Richard Roberts with MEP Founder Suzie Fehsenfeld.
An excerpt from the article
Political instability and negative press coverage also affect the tourism industry in Kenya. People hope the August general election will be more peaceful than that in 2007, but there is already tension in the air, stoked by the armed pastoralists who have been entering conservancies and private land in northern Kenya, bringing with them huge herds of livestock to graze, following severe droughts in the country.

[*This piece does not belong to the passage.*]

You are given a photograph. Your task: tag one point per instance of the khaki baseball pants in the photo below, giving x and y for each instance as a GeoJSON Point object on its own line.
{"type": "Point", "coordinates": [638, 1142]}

“When the tourism numbers drop, it’s massively detrimental to wildlife,” says Richard Roberts, co-founder of the Mara Elephant Project, which protects elephants in the greater Mara ecosystem, the northern portion of the Serengeti plains. “Our national parks fail, and our community conservation areas can’t survive. Without tourism, our remaining wildlife would all disappear.”
Roberts, a third-generation Kenyan who owns Richard’s Camp, which offers tented accommodation in the Mara North Conservancy, says the thousands of visitors drawn each year to the Maasai Mara – a large game reserve in southwestern Kenya, contiguous with Tanzania’s Serengeti National Park – provide a crucial cash injection to the land and its people, the Maasai, who own it.
“It’s rich, fertile land that supports the biggest number of wildlife, large mammals on the planet per acre,” Roberts says. “After the terrorism we had in Nairobi [including the 2013 Westgate shopping mall siege] and the last election violence, no tourists came. The Maasai were getting almost no revenue off their incredibly valuable land. Now, in Mara North, we lease the land off 800 land owners just in our conservancy.”